I mentioned Hope in Action last month and I'm now reading it. I've always been interested in Finland,visited a number of times and had some long term close friends there. I've been struck by some similarities to Canada, two official languages, many lakes and forests and northern regions stretching to the Arctic. They also share a long border with a large super power, theirs took Karelia, a large chunk of their land in 1942, ours is threatening. Reading Sanna Marin's memoir has given me a totally new ;ook at the country from the inside and helped put some hope in action myself.
Sanna became Prime Minister of Finland in 2019, at the age of 34, bringing together a coalition government with 5 parties, left, right , centre, green and Swedish, all led by women, all but one under 40. She's open about being raised by a single mother in a same sex relationship, surrounded by the LGBT community, Her memoir tracks her involvement from an early age and includes many candid looks at the political process, both inside her country and in the many EU agencies and committees on which she served. I'm loving it.
Politics and hockey are both pretty hyper masculine settings and it's comforting to see some push back against the two sex only rules being enacted south of our border. The TV series Heated Rivalry has attracted huge audiences around the world in communities both straight and gay, sport loving and not so much. I'm lacking the equipment to see it, but will figure something out to deal with that.
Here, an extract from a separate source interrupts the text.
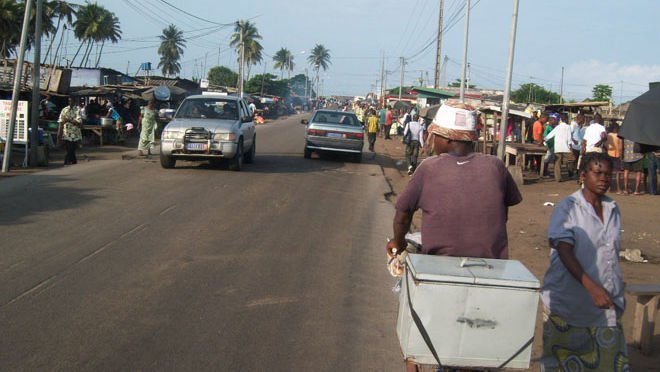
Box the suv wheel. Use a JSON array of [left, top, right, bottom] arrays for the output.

Watching the world spin into disorder sometimes seems like some cruel version of whack a mole (not to be confused with guac a mole which is delicious). Ukraine, Gaza. Sudan, Venezuela, Iran, and othe troubled spots, not to mention Minneapolis! Two speeches in Davos, ours and theirs. And Greenland,which evokesmemories for me, not just from a few days spent there but from. Peter Hoeg's 1964 novel Smyla Thinks of Snow. A young indigenous woman from Greenland struggles with life in Copenhagen. We're not the only people with a history of treating our first nations brothers and sisters badfly
In the Cree language,when they ask someone's age, it translates as How many winters do you have? The National Gallery as well as stirring up political scandal has been busy putting up Winter Art, a vast and ambitious show featuring artists from around the world...Kurelek to Kandinsky, Monet to Monkman. I'm planning a trip to Ottawa in February, so I will tell you all about it in March. In the meantime, Katherine May’s book Wintering offers rest and retreat in difficult times.